Can City TV survive?

I wasn’t too surprised to read this week that London Live, the city TV station for the capital, is in trouble and plans to get rid of one in three employees.

Local TV was introduced to the UK by Jeremy Hunt, the coalition government’s first Culture Secretary. The idea was to give each urban area in the country a “hyper local” TV station similar to those which operate in North America.  However, many of the franchises put on offer failed to attract even a single bidder and many of those stations which did get on air were forced to pull the plug fairly quickly.

The collapse of Birmingham’s City TV in September last year showed just how precarious these new stations are. Given the present economic circumstances, it can hardly come as a surprise that many local economies simply don’t generate enough advertising revenue to support a city TV operation.

In Liverpool, Bay TV only went on air just before Christmas so it’s perhaps a bit too early to pass judgement on it.  Bay TV benefits from considerable technical support from the BBC. Similarly, the local station in Glasgow  is operated by Scottish Television in partnership with my alma mater Glasgow Caledonian University.

Part of the problem with these local stations is that much of their programming seems to consist of “talking heads”, i.e. two people in a studio having a conversation.
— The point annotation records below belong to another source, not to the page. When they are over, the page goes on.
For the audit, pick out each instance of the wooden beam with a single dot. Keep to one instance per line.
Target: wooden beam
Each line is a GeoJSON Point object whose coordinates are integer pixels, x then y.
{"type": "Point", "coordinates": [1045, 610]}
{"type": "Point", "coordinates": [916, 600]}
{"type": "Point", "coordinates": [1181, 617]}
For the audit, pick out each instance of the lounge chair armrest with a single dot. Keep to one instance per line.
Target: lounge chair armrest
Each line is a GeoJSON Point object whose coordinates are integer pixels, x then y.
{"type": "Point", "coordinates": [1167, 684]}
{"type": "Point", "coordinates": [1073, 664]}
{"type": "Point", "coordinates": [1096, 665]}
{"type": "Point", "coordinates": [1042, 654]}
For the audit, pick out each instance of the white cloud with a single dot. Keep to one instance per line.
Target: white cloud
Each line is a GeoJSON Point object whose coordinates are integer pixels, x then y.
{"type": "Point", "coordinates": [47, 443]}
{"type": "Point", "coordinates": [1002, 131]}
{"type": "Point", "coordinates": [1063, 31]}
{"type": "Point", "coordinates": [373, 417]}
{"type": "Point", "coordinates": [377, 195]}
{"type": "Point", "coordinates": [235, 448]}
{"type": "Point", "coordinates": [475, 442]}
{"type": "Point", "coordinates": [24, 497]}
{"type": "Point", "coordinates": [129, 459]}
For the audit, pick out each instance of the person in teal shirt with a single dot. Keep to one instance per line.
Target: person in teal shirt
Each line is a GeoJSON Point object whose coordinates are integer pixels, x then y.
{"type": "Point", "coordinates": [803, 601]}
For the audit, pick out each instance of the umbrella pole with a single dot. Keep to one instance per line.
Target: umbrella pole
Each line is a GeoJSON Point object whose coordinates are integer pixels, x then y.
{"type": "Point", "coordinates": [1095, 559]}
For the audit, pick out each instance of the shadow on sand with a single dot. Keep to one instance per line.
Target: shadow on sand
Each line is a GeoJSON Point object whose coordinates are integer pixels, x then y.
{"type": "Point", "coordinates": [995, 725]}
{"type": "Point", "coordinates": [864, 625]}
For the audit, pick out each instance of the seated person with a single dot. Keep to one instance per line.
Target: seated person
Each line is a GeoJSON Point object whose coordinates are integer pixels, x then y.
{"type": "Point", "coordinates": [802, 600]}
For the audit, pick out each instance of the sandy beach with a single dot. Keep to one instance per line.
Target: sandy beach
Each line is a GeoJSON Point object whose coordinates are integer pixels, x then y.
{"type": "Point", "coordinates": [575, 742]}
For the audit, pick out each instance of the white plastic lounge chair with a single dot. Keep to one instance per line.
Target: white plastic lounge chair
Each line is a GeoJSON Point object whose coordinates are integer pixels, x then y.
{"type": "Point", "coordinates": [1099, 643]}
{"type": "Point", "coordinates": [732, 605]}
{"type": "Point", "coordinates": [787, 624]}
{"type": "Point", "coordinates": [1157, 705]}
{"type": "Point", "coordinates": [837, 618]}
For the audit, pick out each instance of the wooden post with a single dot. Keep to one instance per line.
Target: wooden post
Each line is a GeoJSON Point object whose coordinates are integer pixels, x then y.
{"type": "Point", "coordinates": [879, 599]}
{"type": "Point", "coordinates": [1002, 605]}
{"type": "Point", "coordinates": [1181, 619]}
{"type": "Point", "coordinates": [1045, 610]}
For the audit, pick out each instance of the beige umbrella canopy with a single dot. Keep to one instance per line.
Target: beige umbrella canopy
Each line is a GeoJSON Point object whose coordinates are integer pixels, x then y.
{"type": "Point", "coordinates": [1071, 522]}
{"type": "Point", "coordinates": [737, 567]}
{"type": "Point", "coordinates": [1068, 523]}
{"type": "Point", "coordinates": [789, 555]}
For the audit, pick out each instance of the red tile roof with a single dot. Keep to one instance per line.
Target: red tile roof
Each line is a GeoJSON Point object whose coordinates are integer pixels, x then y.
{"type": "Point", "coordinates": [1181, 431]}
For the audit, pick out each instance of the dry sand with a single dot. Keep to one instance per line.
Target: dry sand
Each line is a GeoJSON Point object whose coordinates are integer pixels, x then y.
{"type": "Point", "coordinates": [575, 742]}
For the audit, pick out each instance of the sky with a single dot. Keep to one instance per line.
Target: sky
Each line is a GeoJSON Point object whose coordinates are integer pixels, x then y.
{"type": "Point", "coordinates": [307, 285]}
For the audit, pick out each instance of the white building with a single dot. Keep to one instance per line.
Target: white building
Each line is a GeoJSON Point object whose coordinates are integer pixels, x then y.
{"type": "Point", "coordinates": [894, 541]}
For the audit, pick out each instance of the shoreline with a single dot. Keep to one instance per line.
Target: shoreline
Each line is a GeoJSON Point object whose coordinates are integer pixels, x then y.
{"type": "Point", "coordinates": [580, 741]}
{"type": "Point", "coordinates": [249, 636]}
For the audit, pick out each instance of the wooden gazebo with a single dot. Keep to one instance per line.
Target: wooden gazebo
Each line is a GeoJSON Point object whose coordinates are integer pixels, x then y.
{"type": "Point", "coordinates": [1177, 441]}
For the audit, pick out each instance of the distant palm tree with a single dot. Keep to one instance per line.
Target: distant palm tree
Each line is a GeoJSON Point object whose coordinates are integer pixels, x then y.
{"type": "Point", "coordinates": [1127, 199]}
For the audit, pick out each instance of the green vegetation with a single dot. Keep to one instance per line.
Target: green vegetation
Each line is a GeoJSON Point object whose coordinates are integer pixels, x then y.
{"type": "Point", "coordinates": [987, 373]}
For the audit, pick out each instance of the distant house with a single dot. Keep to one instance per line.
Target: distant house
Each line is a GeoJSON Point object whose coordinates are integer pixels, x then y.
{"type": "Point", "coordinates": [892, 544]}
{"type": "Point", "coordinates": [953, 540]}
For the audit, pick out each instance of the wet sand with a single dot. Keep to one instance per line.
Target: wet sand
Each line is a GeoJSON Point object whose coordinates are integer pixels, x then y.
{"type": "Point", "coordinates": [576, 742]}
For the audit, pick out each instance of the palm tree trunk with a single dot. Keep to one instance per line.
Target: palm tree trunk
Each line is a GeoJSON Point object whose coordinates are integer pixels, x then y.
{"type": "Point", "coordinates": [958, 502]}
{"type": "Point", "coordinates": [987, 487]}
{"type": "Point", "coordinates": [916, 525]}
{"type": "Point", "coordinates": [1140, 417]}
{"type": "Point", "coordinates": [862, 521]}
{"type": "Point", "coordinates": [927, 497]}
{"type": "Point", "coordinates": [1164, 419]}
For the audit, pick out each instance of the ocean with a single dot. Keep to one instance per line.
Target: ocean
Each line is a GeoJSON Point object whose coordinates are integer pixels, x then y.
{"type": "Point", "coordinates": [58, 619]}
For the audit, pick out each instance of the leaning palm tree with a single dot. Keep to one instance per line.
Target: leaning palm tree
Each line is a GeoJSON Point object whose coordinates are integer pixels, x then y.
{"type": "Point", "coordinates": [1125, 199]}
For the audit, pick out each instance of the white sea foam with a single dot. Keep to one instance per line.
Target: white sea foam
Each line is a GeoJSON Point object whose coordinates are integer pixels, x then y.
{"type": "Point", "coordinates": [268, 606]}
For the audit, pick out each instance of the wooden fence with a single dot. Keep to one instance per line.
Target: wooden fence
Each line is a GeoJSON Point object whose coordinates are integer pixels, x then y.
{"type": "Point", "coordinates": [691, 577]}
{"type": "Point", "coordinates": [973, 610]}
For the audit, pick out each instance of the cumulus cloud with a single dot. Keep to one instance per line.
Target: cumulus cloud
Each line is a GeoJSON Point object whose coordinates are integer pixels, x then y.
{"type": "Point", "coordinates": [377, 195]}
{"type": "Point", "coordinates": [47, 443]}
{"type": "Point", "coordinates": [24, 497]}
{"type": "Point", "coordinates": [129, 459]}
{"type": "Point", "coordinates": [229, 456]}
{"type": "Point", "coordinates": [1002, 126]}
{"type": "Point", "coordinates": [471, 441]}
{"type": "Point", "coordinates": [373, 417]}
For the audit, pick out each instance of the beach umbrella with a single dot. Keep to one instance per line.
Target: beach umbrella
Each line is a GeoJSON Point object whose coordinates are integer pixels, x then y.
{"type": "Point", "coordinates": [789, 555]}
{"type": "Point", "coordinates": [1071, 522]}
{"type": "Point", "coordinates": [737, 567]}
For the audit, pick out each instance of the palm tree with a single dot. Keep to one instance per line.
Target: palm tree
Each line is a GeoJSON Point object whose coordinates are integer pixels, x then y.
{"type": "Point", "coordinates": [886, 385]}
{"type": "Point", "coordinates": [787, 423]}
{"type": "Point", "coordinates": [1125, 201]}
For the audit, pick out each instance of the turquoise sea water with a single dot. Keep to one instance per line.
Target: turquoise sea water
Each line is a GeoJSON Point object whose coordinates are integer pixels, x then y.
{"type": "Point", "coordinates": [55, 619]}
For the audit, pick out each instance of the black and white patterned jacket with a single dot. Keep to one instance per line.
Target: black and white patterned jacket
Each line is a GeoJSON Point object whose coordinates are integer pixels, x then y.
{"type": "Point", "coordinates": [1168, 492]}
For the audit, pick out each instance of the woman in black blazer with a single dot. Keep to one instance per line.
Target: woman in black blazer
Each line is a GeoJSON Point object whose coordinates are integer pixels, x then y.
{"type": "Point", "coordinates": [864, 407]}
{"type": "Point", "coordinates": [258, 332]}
It hardly makes for riveting viewing and I often wonder if anyone is watching other than close friends and relatives of the participants.

I believe that there is a market for niche TV channels, but based on interests rather than geography.  Take a look at your TV guide and you’ll find channels dedicated to hobbies such as sport, music, cooking, travel and shopping.

Perhaps the last word on this should go to the advertising trade journal Campaign which has described local TV as vanity over sanity.